Same playbook, different players
Bitcoin treasury pivots have become increasingly familiar strategies, particularly among companies seeking to reinvent themselves.
Michael Saylor's Strategy shifted to bitcoin in 2020 after years of stagnant performance. Semler Scientific, a healthcare company, faced declining revenue and legal issues before adopting its Bitcoin strategy last year. It now aims to acquire 105,000 BTC by 2027.
Others, such as GameStop, tuned into the trend amid pressure from retail headwinds and activist investors, with its board approving Bitcoin purchases earlier in March. It has since acquired over 4,710 BTC and raised $450 million last month, potentially securing more.
More recent moves include those by Opyl, an Australian biotech firm with less than a month's runway in cash, and Vanadi Coffee, a Spanish café chain with just six locations, appear to be working from the same playbook: pivot to Bitcoin, reset the narrative.
Structure and discipline
Still, not all Bitcoin treasury strategies are built alike.
The difference, according to Saul Rejwan, managing partner at early-stage crypto venture capital firm Masterkey, comes down to structure and discipline.
Citing Tokyo-listed Metaplanet, Rejwan told Decrypt that the firm “first refinanced high-coupon hotel debt and bought back older secured bonds,” later issuing zero-coupon paper to add 1,005 more Bitcoin.
But because Metaplanet's operating engine can already cover its liabilities, the Bitcoin position “complements a cleaner balance sheet instead of substituting for one," Rejwan explained, highlighting how a Bitcoin treasury model could serve as a kind of "litmus test" for businesses.

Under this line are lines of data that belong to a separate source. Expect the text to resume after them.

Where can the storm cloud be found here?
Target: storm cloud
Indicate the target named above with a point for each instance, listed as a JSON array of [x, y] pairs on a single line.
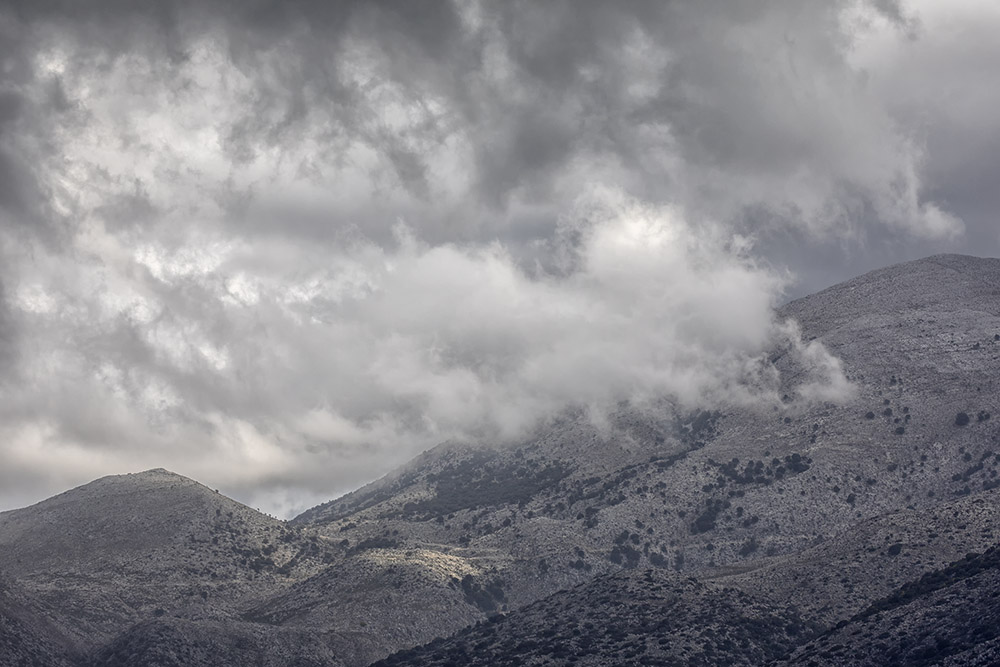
[[286, 246]]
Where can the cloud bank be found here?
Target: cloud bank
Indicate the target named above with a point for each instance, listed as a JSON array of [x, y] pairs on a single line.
[[287, 246]]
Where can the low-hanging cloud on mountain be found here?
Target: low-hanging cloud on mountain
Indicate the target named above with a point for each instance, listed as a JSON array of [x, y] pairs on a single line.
[[287, 246]]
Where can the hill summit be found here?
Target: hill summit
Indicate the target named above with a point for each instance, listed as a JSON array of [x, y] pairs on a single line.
[[803, 533]]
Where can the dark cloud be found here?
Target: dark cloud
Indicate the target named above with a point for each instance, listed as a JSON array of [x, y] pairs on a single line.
[[287, 245]]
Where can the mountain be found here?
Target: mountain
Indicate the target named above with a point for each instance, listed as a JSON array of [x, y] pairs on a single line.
[[760, 533], [128, 547]]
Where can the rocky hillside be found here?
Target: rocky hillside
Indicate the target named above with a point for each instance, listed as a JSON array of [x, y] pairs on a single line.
[[804, 514], [131, 547]]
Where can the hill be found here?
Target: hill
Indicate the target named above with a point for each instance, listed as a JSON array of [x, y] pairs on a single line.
[[804, 514]]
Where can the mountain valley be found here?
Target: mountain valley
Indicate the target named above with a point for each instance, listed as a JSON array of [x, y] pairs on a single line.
[[811, 532]]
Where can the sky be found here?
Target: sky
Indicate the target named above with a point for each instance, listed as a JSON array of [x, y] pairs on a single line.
[[283, 247]]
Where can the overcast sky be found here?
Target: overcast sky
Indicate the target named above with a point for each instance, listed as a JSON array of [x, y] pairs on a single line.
[[282, 247]]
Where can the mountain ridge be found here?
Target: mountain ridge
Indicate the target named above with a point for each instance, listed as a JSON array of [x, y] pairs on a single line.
[[767, 511]]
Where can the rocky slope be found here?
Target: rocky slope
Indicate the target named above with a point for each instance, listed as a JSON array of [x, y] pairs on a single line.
[[809, 511]]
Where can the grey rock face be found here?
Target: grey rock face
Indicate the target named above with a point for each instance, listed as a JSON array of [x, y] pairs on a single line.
[[804, 515]]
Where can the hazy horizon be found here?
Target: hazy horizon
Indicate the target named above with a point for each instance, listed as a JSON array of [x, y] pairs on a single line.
[[282, 248]]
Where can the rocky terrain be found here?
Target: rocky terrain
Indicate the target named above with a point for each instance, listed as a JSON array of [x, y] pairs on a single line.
[[720, 535]]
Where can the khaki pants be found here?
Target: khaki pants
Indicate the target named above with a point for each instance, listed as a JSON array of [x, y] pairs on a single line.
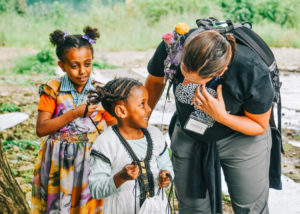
[[245, 162]]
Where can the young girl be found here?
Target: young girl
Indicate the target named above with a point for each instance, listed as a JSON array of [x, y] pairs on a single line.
[[60, 183], [128, 151]]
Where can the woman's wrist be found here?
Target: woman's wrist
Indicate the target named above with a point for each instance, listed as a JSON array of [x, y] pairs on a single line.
[[76, 113], [119, 179]]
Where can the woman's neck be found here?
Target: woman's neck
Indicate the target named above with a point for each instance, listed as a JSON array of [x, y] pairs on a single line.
[[130, 133]]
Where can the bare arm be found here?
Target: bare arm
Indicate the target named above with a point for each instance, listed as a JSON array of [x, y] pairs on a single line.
[[155, 86], [45, 125], [250, 124]]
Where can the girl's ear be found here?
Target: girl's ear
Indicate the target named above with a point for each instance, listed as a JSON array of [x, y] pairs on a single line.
[[61, 65], [225, 69], [121, 111]]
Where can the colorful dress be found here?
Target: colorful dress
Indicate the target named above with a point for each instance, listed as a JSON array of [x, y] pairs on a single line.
[[60, 183]]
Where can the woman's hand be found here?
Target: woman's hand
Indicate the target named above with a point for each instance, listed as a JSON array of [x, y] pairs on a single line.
[[81, 109], [163, 179], [214, 107], [129, 172]]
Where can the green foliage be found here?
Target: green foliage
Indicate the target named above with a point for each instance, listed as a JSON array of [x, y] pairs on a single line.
[[238, 10], [255, 11], [155, 9], [18, 6], [140, 25], [104, 65], [22, 144], [9, 108], [42, 62]]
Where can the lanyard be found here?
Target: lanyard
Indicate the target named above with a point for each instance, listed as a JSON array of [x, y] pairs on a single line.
[[212, 82]]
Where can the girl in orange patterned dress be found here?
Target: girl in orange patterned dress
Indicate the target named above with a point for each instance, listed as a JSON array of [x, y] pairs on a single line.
[[60, 183]]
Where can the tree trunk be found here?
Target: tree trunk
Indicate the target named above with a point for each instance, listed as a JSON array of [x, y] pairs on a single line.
[[12, 199]]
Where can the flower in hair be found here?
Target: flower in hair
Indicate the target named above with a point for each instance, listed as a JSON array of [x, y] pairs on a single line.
[[65, 34], [174, 44], [168, 38], [90, 40], [181, 28]]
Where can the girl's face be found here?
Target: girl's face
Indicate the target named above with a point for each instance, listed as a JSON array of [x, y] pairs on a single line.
[[137, 107], [78, 66]]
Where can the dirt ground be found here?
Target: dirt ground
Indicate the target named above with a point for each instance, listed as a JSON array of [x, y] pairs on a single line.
[[23, 92]]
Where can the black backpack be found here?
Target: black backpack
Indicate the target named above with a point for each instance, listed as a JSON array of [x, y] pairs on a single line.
[[245, 36]]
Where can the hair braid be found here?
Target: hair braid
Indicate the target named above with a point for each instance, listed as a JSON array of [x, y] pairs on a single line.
[[112, 92]]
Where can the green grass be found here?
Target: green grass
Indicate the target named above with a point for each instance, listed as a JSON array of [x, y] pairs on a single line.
[[104, 65], [9, 108]]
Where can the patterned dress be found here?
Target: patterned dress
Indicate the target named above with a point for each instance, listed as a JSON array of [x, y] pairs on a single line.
[[60, 183]]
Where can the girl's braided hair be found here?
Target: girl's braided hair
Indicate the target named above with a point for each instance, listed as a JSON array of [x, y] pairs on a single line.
[[112, 92], [64, 42]]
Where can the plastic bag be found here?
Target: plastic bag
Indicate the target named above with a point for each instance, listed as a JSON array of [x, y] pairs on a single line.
[[155, 205]]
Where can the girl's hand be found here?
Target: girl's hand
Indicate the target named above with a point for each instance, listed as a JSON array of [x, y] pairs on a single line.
[[163, 179], [81, 108], [130, 172], [214, 107]]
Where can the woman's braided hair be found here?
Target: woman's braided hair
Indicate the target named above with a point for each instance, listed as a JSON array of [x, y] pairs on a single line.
[[209, 53], [112, 92]]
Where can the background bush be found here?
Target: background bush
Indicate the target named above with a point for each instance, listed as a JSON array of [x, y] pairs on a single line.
[[140, 25]]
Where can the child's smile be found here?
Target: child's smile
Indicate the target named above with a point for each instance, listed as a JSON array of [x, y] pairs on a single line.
[[138, 109], [78, 66]]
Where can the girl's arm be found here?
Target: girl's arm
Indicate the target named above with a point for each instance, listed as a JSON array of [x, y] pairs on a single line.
[[250, 124], [155, 86], [102, 184], [45, 125]]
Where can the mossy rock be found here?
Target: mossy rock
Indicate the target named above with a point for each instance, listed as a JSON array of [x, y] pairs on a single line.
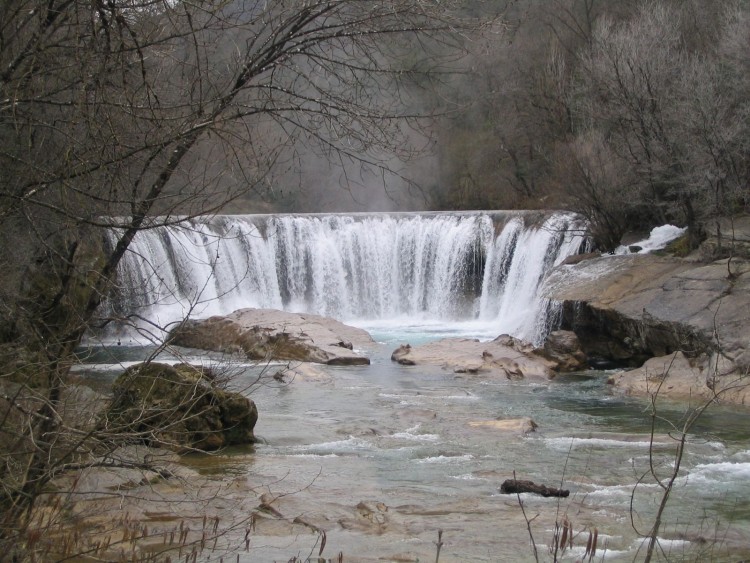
[[180, 407], [20, 364]]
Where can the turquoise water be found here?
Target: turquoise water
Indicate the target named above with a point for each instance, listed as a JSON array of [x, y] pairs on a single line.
[[381, 457]]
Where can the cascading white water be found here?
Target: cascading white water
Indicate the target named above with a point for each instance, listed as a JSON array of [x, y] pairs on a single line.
[[443, 267]]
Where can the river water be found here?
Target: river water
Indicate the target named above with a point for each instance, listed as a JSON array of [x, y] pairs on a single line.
[[382, 457]]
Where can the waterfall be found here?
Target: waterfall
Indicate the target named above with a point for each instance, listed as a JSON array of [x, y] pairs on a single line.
[[437, 266]]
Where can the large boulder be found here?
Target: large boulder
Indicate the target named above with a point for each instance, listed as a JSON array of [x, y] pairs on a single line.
[[268, 334], [182, 408], [505, 356], [564, 349], [632, 308]]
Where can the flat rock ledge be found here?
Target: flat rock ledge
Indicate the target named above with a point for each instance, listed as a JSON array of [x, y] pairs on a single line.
[[268, 334], [504, 356], [685, 322]]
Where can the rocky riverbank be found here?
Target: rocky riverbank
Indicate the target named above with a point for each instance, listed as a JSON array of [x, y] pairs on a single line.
[[663, 315], [268, 334]]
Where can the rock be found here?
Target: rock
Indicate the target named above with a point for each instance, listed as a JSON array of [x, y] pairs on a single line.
[[564, 348], [521, 425], [727, 237], [505, 356], [180, 407], [629, 309], [401, 355], [679, 377], [514, 486], [267, 334]]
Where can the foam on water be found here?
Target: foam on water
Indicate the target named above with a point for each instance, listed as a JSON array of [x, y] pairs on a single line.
[[384, 272]]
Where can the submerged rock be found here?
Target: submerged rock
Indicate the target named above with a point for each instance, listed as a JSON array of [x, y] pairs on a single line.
[[180, 407], [267, 334], [522, 425]]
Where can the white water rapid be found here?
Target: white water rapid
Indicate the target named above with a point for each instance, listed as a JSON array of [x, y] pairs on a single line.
[[459, 267]]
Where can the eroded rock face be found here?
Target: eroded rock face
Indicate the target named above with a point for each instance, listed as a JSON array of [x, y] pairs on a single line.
[[564, 348], [266, 334], [505, 356], [180, 408], [633, 308]]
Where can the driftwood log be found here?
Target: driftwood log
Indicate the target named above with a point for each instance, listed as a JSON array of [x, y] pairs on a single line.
[[513, 486]]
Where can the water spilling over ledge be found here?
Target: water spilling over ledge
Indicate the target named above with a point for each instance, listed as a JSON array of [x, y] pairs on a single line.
[[444, 267]]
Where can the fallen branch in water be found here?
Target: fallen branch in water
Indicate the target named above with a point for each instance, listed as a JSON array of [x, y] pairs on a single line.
[[515, 486]]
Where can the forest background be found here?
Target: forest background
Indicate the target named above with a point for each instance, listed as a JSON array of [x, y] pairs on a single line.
[[122, 116]]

Rejwan contrasted that with firms like Twenty One Capital, which he characterized as a "SPAC-born" vehicle. Twenty One Capital had announced earlier in April that it plans a public debut already carrying 42,000 BTC on its treasury, which Rejwan noted is "funded largely by fresh equity and convertible debt" from backers such as SoftBank and Tether.
"Here, the share count balloons before a single satoshi is earned; Bitcoin volatility is expected to do the heavy lifting for the stock price, not to protect retained earnings," Rejwan said, comparing the big players to the newer entrants.
"The dividing line is risk discipline," he argued. While a bullish market may tend to "flatter" such reserve strategies, history could prove otherwise, he claimed.
Firms that "rely on serial equity raises, oversized positions or one-signer wallets" are ostensibly "levering shareholders to a four-year boom-and-bust cycle," Rejwan noted.